Изображать и поражать
Цель. И лицом к земле бежать,
Потом лицом к земле лежать,
И лёгкие наполнить ею.
Скатиться в узкую траншею,
Ещё немножко полежать,
Ракету взглядом провожать.

Летит и тает. Ангел-сон!
С несытым страхом в унисон,
Подмигивает—ну? Готов ли?
К уведомлению-толчку?
К последней спазмы молочку?
К восстановленью райской кровли?

 

I.

Подъезжая на микроавтобусе под польскую деревеньку О.
Удивляю себя—чего это, я не чувствую ничего.

Вроде душа моя развороченная бесчувственная десна,
Развлеченье дантиста, роденбаховский город сна.
Главное двигаться словно вода в канале—то есть не двигаться. Лишь шевельнёшь рукой
—сумасшедшие тени вмешаются в твой покой.

Все эти Розы, Людвиги, пронумерованные для нас,
Чтобы мы их пересчитывали, пока поступает газ.

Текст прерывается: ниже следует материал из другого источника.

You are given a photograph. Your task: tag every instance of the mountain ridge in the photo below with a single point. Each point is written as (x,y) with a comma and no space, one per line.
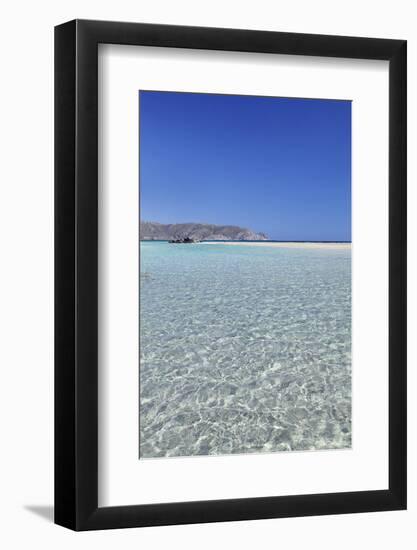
(200,231)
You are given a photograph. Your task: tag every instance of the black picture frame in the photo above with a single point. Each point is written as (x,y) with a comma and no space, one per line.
(76,272)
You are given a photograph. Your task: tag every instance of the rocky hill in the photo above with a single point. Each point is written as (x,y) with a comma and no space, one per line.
(201,231)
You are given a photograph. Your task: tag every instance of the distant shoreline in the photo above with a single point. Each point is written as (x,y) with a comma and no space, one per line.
(327,245)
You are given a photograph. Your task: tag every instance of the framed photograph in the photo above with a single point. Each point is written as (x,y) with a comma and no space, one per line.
(230,249)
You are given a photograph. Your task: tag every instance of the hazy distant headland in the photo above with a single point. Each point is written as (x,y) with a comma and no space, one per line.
(200,231)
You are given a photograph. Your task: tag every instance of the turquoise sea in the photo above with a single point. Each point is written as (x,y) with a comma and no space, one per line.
(243,349)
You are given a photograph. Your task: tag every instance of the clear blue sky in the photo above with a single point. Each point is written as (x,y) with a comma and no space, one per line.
(277,165)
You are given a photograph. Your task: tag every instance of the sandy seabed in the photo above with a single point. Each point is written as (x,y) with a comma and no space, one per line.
(324,246)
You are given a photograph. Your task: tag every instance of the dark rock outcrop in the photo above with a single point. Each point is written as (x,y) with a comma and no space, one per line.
(197,232)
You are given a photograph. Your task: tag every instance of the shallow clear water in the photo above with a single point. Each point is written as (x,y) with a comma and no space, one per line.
(243,349)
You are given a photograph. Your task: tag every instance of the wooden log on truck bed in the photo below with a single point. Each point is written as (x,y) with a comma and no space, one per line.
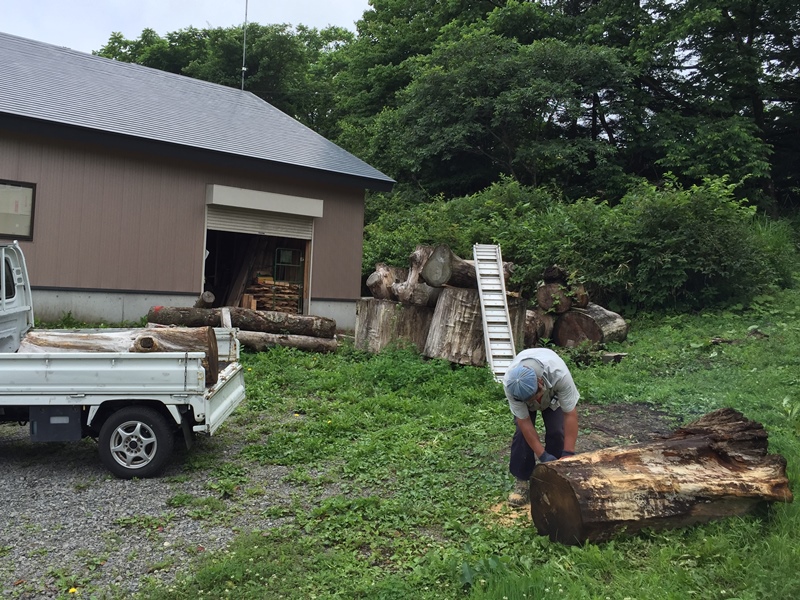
(265,321)
(168,339)
(715,467)
(259,341)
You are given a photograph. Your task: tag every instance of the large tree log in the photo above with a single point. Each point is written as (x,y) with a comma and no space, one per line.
(259,341)
(265,321)
(417,259)
(421,294)
(380,323)
(593,324)
(538,326)
(456,332)
(380,282)
(445,268)
(553,297)
(714,467)
(183,339)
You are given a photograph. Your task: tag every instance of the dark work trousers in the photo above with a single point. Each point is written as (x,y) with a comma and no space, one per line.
(522,457)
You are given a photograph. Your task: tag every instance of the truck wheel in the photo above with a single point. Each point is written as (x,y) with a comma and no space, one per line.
(135,441)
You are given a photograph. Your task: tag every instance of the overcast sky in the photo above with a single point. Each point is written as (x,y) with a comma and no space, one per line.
(86,25)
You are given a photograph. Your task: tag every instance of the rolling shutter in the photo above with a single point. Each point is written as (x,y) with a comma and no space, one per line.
(259,222)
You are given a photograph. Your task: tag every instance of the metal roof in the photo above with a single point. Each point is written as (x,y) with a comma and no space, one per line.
(51,83)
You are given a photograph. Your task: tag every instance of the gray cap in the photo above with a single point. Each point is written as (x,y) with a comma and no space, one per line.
(521,382)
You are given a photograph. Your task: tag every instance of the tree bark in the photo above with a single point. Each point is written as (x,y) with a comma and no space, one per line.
(205,300)
(445,268)
(421,294)
(456,332)
(380,323)
(593,324)
(381,280)
(714,467)
(182,339)
(555,274)
(260,341)
(553,297)
(538,326)
(580,297)
(417,259)
(265,321)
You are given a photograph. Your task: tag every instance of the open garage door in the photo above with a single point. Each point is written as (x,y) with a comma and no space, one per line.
(258,253)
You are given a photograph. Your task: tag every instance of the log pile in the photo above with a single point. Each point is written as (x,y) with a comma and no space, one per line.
(564,315)
(433,304)
(715,467)
(264,293)
(258,329)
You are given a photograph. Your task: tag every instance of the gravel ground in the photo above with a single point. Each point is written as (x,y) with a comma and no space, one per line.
(67,523)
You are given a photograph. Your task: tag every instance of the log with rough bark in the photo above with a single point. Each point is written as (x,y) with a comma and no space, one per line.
(580,297)
(381,280)
(538,326)
(260,341)
(380,323)
(205,300)
(553,297)
(456,332)
(178,339)
(405,290)
(715,467)
(555,274)
(445,268)
(420,294)
(593,324)
(265,321)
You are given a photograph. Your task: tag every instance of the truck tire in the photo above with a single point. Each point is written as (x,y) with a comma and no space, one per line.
(135,441)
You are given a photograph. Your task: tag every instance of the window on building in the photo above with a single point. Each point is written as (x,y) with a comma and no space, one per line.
(16,209)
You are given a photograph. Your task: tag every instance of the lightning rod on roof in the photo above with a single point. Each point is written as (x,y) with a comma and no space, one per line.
(244,43)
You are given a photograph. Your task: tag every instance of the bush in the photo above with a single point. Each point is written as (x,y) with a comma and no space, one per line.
(658,247)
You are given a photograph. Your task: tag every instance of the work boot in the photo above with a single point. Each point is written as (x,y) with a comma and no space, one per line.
(521,494)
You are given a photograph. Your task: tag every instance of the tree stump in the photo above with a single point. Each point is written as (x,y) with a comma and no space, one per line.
(593,324)
(380,323)
(712,468)
(417,260)
(380,282)
(445,268)
(456,331)
(168,339)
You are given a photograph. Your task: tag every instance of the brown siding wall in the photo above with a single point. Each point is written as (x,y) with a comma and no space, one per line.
(115,221)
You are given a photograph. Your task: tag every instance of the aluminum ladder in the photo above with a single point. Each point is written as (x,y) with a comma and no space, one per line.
(497,333)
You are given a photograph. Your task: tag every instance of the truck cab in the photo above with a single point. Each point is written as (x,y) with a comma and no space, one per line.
(133,404)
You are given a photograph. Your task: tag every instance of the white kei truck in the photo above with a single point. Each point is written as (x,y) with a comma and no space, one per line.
(133,404)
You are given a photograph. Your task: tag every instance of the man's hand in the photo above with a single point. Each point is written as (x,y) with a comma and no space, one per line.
(546,457)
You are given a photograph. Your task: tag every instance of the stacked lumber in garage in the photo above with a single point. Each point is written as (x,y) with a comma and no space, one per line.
(714,467)
(565,316)
(264,293)
(432,304)
(258,329)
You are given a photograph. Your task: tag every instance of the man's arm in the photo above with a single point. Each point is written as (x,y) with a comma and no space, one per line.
(530,435)
(570,430)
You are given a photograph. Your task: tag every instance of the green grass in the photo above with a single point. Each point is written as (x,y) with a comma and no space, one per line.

Пересчитывали впрочем косвенно: горшки, протезы, очки,
С красной каёмочкой, с чёрной каёмочкой волшебные башмачки,

Чемоданы, волосики, пепел, провисшие облака,
Студентки фиолетовая от холода рука
Впивается в зонтик. Кукушка
В Биркенау—скажи, сколько лет ещё
Мне навещать нравоучительные бараки?
Холодно холодно горячо:
Жмурки цивилизованного сознания.

Ничего не чувствую кроме стыда
Сбрасывать пепел Marlboro
На пепел, произведённый здесь, пролитый сюда.

 

II

Вот этот камушек есть памятник ему.
Вот это облако окурок лютик пёс—
Всё, что с собой он взять не мог во тьму,
Хоть до последнего не жаловался нёс.

Вот это дерево сортир скамейка мак—
Весь мусор ужаса, отчаянья дерьмо,
Я, расфуфыренный, самодовольный маг,
Несу тебе—валяй, смотри кино

Вещей, которые резвятся, как во сне:
Подмигивает смятое пенсне,
Кастрюлька хрюкает, будильник правит ночь,
Корябает огрызок-карандаш:
Владелец наш, кормилец наш, поилец наш,
Тебе и рады бы помочь
—не знаем как.
Вот этот камушек тебя последний знак.
Не-восклицательный. Заноза. Зонтик. Злак.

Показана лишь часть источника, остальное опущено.